We are being governed by a right-wing, jingoistic, nationalistic cabal of man-babies who hanker after nanny and Empire. Men who truly, and terrifyingly, believe in British exceptionalism. Men who wish us to all follow them in believing that we are better than those nasty foreigners. Men who fervently want to lead us out of Europe and into the hallowed uplands of Making Britain Great Again. What better way to remind us how great we are, and how exceptional we are, than to ram our Victory in Europe down the population's throat?

This isn't about remembering the war dead -  we have a calm and contemplative Sunday in November for doing that.

This isn't about cherishing peace, or supporting our veterans, or celebrating the ties that bind us to Europe.

This is about the kind of knuckle-dragging "two World Wars and one World Cup" chanting that makes the rest of Europe loathe us so much. This is fuelling nationalism, triumphalism and a tragically misguided believe that we're better than them.

This is about us and them. It's about how we beat them.

This is about manipulating history, distorting the past, and using it to persuade the people that we're somehow special. It is the grotesque lie of British exceptionalism writ large. We are not exceptional. We are no braver or brighter, no more honourable or honest, no more stoic or stalwart, no more courageous, calm or clever than any of our continental neighbours. We are all just people. We have a rich, varied and fascinating history with an expansive literary and artistic heritage. As do other countries. We need to get over ourselves.

If VE Day should mean anything, it should serve to remind us of the ties that bind, of how hard so many nations fought together to bring a lasting peace to Europe. As the 75th anniversary of the liberation of Europe from Nazism dawns, Britain instead sets herself apart, convinced that she is better than the rest of Europe. She is not. She never was, and she never will be. She is just another country.

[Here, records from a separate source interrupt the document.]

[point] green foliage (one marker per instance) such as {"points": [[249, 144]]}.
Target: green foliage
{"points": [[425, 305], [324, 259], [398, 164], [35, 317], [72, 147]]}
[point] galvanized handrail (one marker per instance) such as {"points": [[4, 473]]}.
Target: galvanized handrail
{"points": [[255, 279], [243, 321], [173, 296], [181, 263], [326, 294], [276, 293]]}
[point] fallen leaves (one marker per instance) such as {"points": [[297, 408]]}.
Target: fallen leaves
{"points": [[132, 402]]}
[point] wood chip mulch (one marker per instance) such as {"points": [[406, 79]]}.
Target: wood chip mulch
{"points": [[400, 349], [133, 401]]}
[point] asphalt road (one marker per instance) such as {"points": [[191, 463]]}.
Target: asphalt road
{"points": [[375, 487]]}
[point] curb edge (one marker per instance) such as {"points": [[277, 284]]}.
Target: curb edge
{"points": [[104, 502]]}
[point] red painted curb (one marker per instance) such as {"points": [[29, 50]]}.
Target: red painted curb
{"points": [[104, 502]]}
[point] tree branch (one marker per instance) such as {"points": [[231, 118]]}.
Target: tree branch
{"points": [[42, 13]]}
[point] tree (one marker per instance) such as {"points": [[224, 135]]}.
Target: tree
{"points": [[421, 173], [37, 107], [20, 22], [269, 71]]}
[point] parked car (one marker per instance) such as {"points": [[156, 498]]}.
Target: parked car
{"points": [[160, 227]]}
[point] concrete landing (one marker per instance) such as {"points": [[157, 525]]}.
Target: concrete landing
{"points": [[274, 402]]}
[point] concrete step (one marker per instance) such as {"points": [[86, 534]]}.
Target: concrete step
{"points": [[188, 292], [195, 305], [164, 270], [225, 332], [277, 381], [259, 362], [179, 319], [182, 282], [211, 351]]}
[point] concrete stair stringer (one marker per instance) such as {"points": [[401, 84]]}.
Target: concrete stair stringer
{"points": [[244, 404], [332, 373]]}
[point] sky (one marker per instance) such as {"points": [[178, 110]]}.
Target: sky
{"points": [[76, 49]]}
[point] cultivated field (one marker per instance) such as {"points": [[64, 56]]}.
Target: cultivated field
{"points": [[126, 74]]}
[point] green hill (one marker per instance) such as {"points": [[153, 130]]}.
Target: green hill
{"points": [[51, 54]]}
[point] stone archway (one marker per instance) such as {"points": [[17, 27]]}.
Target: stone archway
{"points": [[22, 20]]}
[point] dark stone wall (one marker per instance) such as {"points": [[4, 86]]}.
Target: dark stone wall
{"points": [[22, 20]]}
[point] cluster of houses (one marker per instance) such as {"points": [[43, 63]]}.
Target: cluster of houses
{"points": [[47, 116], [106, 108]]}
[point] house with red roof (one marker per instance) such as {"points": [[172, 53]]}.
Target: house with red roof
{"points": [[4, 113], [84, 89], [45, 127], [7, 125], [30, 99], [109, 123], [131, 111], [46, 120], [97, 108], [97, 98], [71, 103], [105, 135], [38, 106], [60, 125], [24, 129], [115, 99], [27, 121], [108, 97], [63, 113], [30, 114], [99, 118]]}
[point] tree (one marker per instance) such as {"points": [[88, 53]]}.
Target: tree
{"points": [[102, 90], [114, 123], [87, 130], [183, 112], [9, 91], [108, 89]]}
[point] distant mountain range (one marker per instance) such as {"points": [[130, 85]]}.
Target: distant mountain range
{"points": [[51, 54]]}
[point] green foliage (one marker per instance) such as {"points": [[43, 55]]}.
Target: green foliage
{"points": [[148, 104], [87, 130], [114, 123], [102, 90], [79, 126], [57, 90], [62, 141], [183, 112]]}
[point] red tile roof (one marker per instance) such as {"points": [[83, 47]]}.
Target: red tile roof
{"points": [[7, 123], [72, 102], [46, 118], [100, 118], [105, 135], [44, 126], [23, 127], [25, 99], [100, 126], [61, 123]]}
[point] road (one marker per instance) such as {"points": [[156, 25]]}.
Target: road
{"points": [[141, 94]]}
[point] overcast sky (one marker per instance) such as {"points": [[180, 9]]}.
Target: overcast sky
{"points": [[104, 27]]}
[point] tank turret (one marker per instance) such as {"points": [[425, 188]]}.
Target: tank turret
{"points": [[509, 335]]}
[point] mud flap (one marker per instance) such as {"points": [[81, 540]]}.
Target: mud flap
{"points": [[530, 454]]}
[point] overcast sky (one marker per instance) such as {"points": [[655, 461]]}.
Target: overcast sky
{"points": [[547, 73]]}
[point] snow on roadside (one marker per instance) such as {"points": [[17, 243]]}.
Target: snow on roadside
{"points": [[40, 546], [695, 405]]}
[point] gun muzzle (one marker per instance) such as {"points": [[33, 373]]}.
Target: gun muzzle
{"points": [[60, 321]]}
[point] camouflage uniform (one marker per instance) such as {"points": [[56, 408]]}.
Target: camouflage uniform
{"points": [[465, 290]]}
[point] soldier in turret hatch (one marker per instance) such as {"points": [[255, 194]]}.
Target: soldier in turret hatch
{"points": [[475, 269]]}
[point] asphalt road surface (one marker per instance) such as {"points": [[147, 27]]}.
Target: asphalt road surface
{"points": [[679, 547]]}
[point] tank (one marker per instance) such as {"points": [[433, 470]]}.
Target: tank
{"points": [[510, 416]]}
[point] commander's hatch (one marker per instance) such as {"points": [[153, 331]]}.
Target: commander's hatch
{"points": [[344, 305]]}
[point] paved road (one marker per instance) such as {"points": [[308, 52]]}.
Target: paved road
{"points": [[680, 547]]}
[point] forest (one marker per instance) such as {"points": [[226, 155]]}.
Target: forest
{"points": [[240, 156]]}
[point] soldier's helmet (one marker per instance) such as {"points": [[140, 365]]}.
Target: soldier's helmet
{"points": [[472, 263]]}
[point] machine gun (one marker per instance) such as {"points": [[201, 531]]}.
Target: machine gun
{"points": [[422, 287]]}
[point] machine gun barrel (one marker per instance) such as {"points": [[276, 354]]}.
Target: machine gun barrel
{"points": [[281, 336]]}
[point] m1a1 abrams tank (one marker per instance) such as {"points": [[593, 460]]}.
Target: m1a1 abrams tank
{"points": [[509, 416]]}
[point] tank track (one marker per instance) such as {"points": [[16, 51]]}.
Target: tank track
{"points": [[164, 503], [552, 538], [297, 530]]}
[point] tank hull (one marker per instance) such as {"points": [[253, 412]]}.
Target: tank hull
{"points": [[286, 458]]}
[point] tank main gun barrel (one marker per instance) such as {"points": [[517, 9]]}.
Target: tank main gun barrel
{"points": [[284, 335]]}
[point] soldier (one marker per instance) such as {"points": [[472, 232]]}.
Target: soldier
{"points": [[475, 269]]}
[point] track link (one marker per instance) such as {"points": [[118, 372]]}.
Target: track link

At a time when that belief in our own innate superiority has seen us refuse to bulk buy PPE with the rest of the EU; fail to initiate a lockdown in a timely manner; fail to test adequately; fail to track infections; fail to protect our front-line workers; and subsequently witness the worst death rates from the pandemic in Europe, now is hardly the time to be beating a drum for ourselves.

It is nothing short of grotesque to persuade the population to "celebrate" Victory in Europe when we are choosing to sever our ties with Europe. What is the message there? Is it that Britain stands alone, always ready to fight the filthy Hun? Is it to not-so-subtly continue to build the comparison of Johnson to Churchill? It is a disgusting display of arrogance and self-delusion at a time when more people have died from COVID-19 than died in the Blitz. Johnson is no Churchill. He has provided only vacuum and vacuity where leadership was needed.

I have never "celebrated" VE Day in the past, and I have no particular desire to do so now. I continue to mourn the fact that we are choosing to leave the Europe that we helped to form from the ashes of the second World War. I will always honour the war dead on Remembrance Day; I will always make sure that my son knows the evils of war and the need to fight for peace; but I will not participate in manufactured national back-slapping, bolstered to foster support for the petty, bigoted Little-Englanders currently leading this country.